Marriage Based Greencards
To sponsor a foreign spouse for a Green Card, the petitioner must either be a U.S Citizen or a U.S Permanent Resident (Green Card holder). If the sponsoring spouse obtained his or her own lawful permanent resident status through marriage, there are certain rules that must be followed. This is often overlooked and can have drastic consequences. In addition, petitioners must be able to meet the following requirements:
- Parties must be legally married and able to produce a valid Marriage Certificate.
- If applicable, parties must be legally divorced and show sufficient proof of this.
- The petitioning spouse must be an adult or include proper consent
- The petitioning spouse must be 18 years of age in order to sign an affidavit of financial support, or a joint sponsor must be included.
In addition, a selection of documentation will be required including the applicant’s passport, passport style photographs, medical examinations and police clearances, proof of the petitioner’s (sponsor’s) citizenship, marriage certificate and when needed, proof of the termination of any previous marriages.
- Attend an interview and provide additional documentation of the marriage and participate in an interrogation process concerning the good faith marriage of the couple.
- Children under age of 21 can also be included in the greencard application process as long as they receive their support the primary beneficiary of the application. If there is joint custody or shared custody, appropriate court documentation must be provided to complete the case. Either stepchildren or natural children are typically eligible to apply through this process based upon marriage. However, children are not automatically included in the application process and careful attention must be given to complete the proper applications so that a child is not left behind.
The applicant process for these types of cases varies depending on whether the case if filed in the United States through the adjustment of status process or whether the case is filed abroad and completed through the consular processing method.

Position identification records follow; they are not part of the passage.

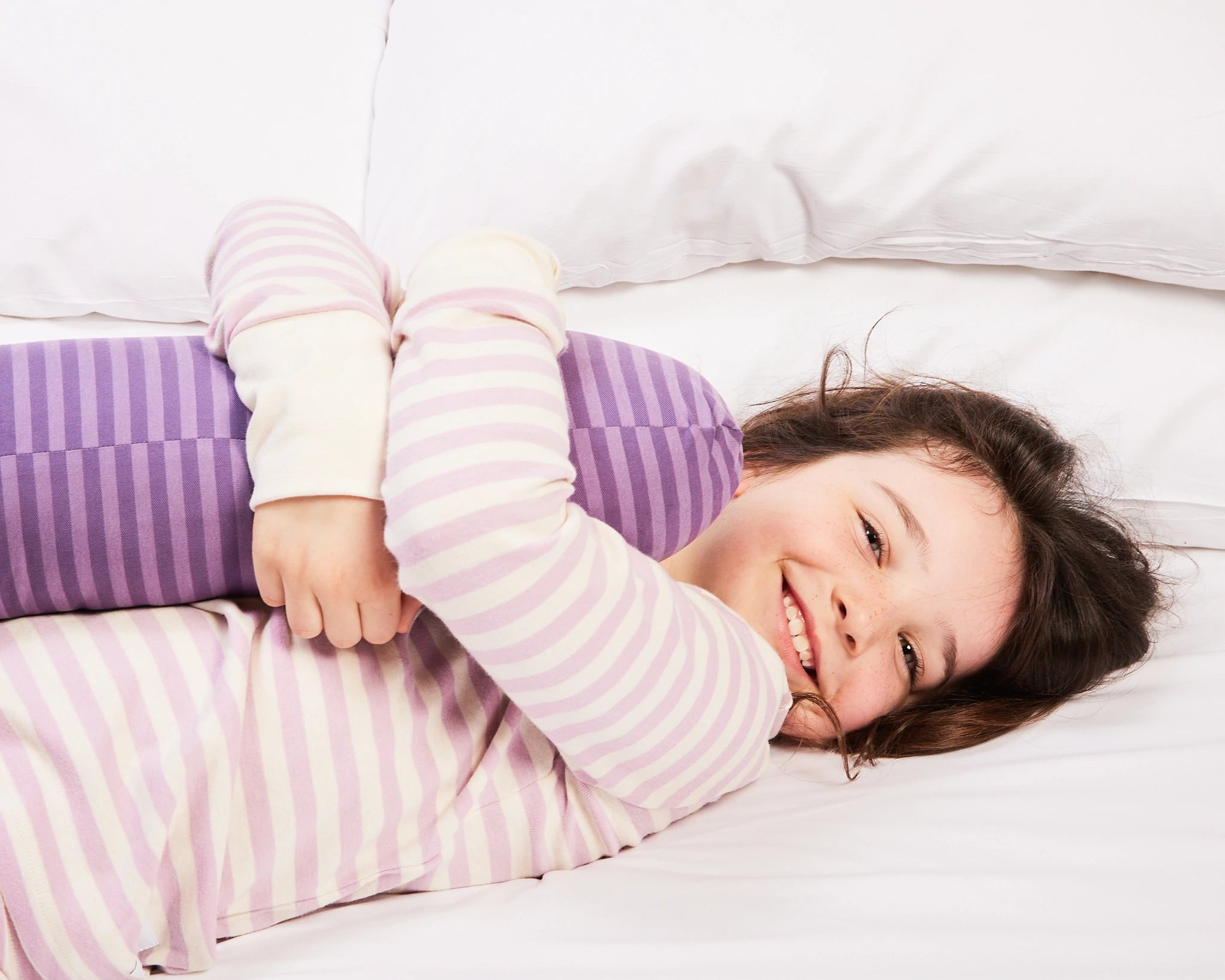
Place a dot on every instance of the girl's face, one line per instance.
(906, 576)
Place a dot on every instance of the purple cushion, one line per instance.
(124, 478)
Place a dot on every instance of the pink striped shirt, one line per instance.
(560, 698)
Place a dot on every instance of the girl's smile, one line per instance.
(903, 576)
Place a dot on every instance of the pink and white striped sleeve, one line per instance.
(654, 691)
(300, 312)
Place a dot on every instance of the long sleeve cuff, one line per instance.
(490, 271)
(318, 389)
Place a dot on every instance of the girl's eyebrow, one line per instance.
(912, 524)
(921, 538)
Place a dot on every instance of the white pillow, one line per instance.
(132, 128)
(1132, 371)
(646, 141)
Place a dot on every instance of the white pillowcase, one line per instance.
(1132, 371)
(132, 128)
(646, 141)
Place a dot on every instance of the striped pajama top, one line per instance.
(559, 698)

Unfortunately, processing times do vary and so it is often difficult to ascertain exactly how long a case will take. If the case is done while residing in the United States (adjustment of status), the applicant may be eligible to receive an employment authorization document (EAD) which permits the applicant to seek employment, obtain a Social Security number and a drivers’ license within 90 days of proper filing.

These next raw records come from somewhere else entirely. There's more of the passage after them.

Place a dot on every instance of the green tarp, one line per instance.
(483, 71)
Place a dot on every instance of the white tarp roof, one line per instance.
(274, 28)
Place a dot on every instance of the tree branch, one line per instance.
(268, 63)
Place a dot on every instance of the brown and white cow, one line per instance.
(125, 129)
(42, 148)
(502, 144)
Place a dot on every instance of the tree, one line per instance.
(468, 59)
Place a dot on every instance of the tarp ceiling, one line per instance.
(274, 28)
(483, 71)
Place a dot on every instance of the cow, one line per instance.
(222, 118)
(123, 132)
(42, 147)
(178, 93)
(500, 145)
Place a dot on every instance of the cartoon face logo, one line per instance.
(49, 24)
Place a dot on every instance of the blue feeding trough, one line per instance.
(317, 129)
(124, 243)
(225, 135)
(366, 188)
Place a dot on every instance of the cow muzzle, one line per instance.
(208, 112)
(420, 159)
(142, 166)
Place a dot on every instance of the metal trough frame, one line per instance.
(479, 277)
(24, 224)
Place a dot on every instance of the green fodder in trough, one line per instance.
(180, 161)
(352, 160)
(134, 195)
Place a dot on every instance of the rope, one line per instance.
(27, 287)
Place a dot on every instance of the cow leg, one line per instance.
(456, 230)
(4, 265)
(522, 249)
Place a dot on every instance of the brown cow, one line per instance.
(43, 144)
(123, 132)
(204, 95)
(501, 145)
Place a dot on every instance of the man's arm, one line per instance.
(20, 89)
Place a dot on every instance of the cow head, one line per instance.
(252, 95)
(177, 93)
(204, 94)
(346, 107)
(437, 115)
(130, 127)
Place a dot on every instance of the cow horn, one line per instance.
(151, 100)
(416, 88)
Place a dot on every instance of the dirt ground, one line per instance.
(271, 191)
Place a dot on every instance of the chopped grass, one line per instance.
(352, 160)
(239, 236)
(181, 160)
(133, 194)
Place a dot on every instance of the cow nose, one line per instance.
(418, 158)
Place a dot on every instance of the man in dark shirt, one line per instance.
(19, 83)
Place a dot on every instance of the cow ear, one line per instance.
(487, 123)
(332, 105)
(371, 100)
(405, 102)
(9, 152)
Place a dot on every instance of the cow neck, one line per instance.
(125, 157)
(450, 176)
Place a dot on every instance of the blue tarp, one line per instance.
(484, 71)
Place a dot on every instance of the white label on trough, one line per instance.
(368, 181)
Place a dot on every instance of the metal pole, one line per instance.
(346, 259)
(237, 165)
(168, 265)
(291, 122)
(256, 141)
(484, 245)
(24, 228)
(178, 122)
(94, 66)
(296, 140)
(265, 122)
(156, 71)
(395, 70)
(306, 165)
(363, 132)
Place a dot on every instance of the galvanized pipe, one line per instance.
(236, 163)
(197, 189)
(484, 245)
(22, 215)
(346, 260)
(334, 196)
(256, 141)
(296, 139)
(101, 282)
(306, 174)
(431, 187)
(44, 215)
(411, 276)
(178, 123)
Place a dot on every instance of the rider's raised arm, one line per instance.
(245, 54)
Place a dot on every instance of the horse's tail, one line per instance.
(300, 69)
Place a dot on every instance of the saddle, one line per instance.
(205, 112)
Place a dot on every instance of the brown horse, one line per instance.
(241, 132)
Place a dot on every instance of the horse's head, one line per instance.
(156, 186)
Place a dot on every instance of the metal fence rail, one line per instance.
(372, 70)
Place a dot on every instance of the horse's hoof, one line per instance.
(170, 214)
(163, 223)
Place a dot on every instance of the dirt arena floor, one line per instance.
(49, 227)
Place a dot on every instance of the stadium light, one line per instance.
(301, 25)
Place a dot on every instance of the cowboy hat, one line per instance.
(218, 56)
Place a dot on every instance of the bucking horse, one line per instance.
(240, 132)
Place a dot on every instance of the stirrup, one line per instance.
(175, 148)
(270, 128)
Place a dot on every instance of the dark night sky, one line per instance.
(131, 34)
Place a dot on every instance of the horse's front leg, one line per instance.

While these cases appear somewhat basic in scope, they can involve unexpected challenges. Criminal backgrounds (no matter how long ago) can prevent approvals, fraudulent activity in obtaining visas or other documents and unlawful presence can cause difficulties. Financial obligations required in the affidavit of support can also become problematic and result in delayed or denied cases. Failure to include information, albeit done in error, can also lead to processing delays or denials.

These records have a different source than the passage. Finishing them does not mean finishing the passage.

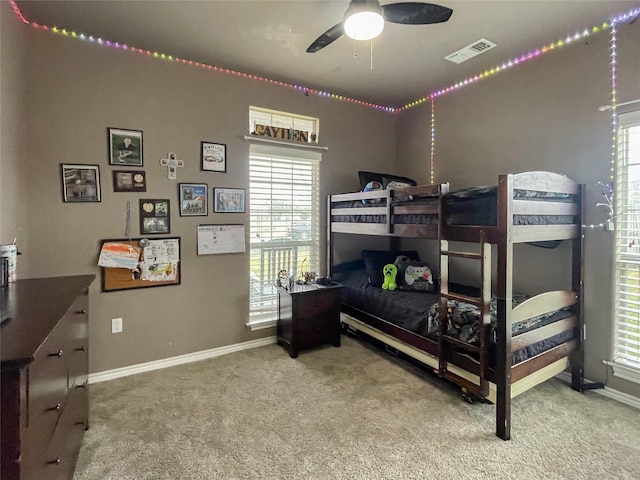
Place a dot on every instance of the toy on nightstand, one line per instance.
(389, 272)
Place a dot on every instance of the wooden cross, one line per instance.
(172, 164)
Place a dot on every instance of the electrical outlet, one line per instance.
(116, 325)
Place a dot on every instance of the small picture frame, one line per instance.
(125, 147)
(129, 181)
(80, 183)
(228, 200)
(154, 216)
(193, 199)
(213, 157)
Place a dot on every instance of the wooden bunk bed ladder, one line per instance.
(447, 343)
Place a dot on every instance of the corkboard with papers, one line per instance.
(127, 264)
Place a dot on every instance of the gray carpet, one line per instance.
(343, 413)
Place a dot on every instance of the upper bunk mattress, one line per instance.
(364, 217)
(479, 206)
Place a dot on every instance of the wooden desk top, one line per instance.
(35, 305)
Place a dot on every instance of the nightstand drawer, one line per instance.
(308, 317)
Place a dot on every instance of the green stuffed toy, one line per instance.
(389, 272)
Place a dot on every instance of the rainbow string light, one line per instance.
(613, 46)
(162, 56)
(487, 73)
(433, 143)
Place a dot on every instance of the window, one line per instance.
(626, 360)
(284, 199)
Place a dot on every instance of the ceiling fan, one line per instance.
(364, 19)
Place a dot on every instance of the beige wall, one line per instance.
(542, 115)
(75, 91)
(13, 179)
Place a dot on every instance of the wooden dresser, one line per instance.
(308, 316)
(45, 400)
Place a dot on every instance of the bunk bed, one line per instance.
(517, 341)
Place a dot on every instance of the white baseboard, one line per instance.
(179, 360)
(607, 392)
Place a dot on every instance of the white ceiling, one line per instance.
(269, 38)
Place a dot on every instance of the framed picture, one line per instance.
(80, 183)
(193, 199)
(154, 216)
(213, 157)
(228, 200)
(125, 147)
(129, 181)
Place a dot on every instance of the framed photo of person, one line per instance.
(125, 147)
(129, 181)
(154, 216)
(228, 200)
(213, 157)
(80, 183)
(193, 199)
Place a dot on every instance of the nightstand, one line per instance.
(308, 316)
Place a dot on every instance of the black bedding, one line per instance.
(418, 313)
(409, 310)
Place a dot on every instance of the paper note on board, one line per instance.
(119, 255)
(162, 251)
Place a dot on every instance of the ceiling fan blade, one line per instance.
(415, 13)
(326, 38)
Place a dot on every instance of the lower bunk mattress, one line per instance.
(418, 312)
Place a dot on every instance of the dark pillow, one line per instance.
(389, 183)
(366, 177)
(374, 260)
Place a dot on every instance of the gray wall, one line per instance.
(75, 90)
(542, 115)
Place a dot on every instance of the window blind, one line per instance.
(627, 245)
(284, 199)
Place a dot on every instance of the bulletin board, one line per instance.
(153, 270)
(215, 239)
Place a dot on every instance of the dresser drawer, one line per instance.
(47, 395)
(58, 458)
(77, 319)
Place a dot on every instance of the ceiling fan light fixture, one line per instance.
(363, 20)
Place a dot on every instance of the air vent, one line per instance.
(470, 51)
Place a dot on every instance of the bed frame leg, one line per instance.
(503, 413)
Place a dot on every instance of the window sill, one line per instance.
(261, 324)
(625, 372)
(289, 143)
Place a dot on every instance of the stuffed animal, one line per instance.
(389, 272)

Greencards obtained through marriage where the marriage is less than 2 years old at the time of interview are classified as conditional. In other words, the lawful permanent resident status will expire in 2 years and the couple must reapply to remove the condition. Failure to reapply to remove the condition in a timely manner can lead to unfortunate consequences including canceling the greencard. If the marriage is more than 2 years in length when the interview occurs then the greencard classification will be permanent and the card is issued in 10 year increments. Immigration interviews for 10-year cards are often more detailed and difficult for couples.
Immigration officers are extremely well trained in determining the bona fide relationship of the couple and as such will often delve into many sensitive areas of a relationship. Often new marriages are put at risk in this process if the parties are unable to respond to the officer’s inquiries in the proper manner. Unfortunately because there is an extremely high fraud rate in marriage based immigration cases, even the strongest marriage can sometimes be at risk in a greencard denial. Therefore, it is important to consult a qualified immigration attorney to properly review the specific circumstances of each case.